Each week we find a new topic for our readers to learn about in our AI Education column.
This week we’re going to steer back towards our ongoing discussions about artificial intelligence-oriented hardware in AI Education by once again discussing computer chips. We’ve previously talked about two different types of microchips, a central processing unit, or CPU, the generalist workhorse traditionally at the heart of our personal and work computers, and the more task-oriented graphics processing unit, or GPU, which over the past 15 years has found additional utility in the cryptocurrency and artificial intelligence spaces. Both of those chips are often used for artificial intelligence purposes, though they were originally designed for other uses.
There are other chips, however, that are being designed specifically for AI applications that hold the promise of delivering faster and more reliable performance than their more generalized predecessors and, hopefully, an artificial intelligence deployment that becomes less energy- and space-intensive over time.
What Is an ASIC
An application specific integrated circuit, or ASIC, is a chip designed for very specific purposes. Like the CPU and the GPU, they pre-date the rise of AI. Though ASICs have been around for decades for various uses—different types of ASICs help power modems and parts of our handheld devices, for example—today many ASICs are being built with artificial intelligence specifically in mind. These specialized ASICs are often called AI “accelerators.”
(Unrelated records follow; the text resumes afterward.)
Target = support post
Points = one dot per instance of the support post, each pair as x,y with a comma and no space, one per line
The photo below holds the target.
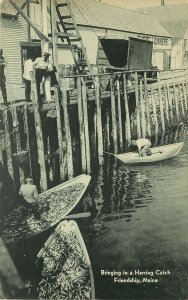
166,102
54,31
59,134
147,105
113,114
67,130
181,98
154,112
169,100
143,120
175,95
119,116
81,125
127,116
161,102
7,141
137,107
99,121
184,94
39,137
86,129
26,127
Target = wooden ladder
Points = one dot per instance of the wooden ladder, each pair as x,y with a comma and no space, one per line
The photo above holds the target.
68,29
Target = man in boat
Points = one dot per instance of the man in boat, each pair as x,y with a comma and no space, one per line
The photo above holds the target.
30,197
143,146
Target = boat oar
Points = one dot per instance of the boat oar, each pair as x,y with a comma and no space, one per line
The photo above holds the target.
78,216
69,217
109,153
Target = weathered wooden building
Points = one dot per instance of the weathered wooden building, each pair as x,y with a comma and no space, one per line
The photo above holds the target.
97,21
173,18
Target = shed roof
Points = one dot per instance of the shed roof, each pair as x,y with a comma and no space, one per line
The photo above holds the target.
173,18
97,14
167,12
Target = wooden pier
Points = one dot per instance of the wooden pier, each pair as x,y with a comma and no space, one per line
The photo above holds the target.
87,115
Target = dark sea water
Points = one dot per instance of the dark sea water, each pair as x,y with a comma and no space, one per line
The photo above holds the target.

We’ve already discussed how GPUs, due to their ability to distribute work and complete many tasks simultaneously, tend to outperform CPUs when performing AI applications. AI-specific ASICs are capable of outperforming GPUs. This is because ASICs can be built with transformer architecture as part of their hardware. Recall that transformers are the underlying neural network technology for many AI applications, including large language models. Because the transformer is expressed as part of the hardware, ASICs can perform tasks like natural language processing faster than CPUs, GPUs, or combinations of the two.
What Is a TPU
A tensor processing unit, or TPU, is a type of ASIC designed by Google specifically for machine learning. In AI and machine learning, a tensor is a unit of data that represents how machines map and organize that data—tensors help AI understand where information is supposed to reside in relation to other pieces of information.
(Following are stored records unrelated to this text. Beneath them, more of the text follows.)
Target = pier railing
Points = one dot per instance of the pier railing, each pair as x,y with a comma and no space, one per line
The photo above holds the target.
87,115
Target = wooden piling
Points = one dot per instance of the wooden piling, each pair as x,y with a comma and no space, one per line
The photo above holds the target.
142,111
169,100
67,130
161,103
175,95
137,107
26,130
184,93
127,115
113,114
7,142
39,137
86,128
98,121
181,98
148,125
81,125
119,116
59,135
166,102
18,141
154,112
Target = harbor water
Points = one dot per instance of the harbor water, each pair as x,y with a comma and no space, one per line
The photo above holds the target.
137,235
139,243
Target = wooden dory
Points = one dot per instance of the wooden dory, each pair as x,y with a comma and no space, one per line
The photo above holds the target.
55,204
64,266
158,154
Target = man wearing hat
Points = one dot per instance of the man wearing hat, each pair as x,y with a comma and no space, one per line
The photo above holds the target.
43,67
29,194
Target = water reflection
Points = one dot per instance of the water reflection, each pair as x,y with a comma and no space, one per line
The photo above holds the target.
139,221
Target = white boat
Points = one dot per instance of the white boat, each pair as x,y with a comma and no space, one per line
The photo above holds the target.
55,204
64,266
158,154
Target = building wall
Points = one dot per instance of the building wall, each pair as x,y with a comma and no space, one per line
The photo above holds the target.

TPUs are highly specialized ASICs, only able to outperform generalist chips like GPUs in certain functions. TPUs are built to ingest huge amounts of data very quickly, and dare thus used to train artificial intelligence models, especially those involved with machine learning and deep learning.
What Is an FPGA
Like an ASIC, a field-programmable gate array (FPGA) is a specialized microchip that has been around for more than three decades. Unlike an ASIC, an FPGA can be re-tasked, reprogrammed and reconfigured over time for different functions, while an ASIC is static after it is manufactured. The FPGA trades some of an ASIC’s efficiency and performance for flexibility.
FPGAs still tend to be more efficient and powerful for artificial intelligence uses than standard CPUs and GPUs, and their ability to be reprogrammed means that they can be moved from other tasks for AI uses as needed, then moved from their AI applications to other tasks if they are no longer necessary for an enterprise’s artificial intelligence demands.
What Is an NPU
A neural processing unit, or NPU, is an AI chip designed to mirror the neural network within the human brain. While most of our discussions of neural networks have involved software applications in AI, an NPU is a physical hardware application. Like a GPU, an NPU is able to process a lot of information in parallel, or simultaneously, however, like an AI-oriented ASIC or FPGA, an NPU does so more efficiently.
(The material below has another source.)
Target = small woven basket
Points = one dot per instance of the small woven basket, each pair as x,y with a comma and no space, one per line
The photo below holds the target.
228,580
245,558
Why Are All These AI Chips Important?
Energy use and hardware availability are major speedbumps for the development and proliferation of artificial intelligence. The traditional CPU has proven to be a poor choice for managing AI operations, because, frankly, we’re already asking a lot of our CPUs. We need them to be generalists to help run all of the other computer functions we rely on in our professional and day-to-day lives.
GPUs, while capable of fulfilling many, if not most, of our AI needs, can’t be manufactured quickly enough to meet our demands, and require onerous cooling resources and, thus, use a lot of energy. Data centers populated with GPUs are proliferating so rapidly that we’re recommissioning nuclear plants—even one of the defunct Three Mile Island reactors—to meet the surging energy demand. GPUs and CPUs typically require silicon, and potentially some rare-earth elements, to manufacture. Many AI-specific chips are being built with alternative materials, like metal-oxide components.
AI chips like ASICs and FPGAs may offer an alternative to the ongoing GPU gold rush. They perform the same operations as GPUs for a fraction of the energy cost—and often in a fraction of the time. Also, they potentially take up less physical space than data centers filled with GPUs. An AI future powered by ASICs and FPGAs and their AI-specific kin is likely to be a more cost-effective future.
However, AI-specific chips are not yet being manufactured at a rate fast enough to curtail what seems to be an insatiable demand for GPUs. For the time being, the unstoppable expansion of AI is going to come with a heavy price tag.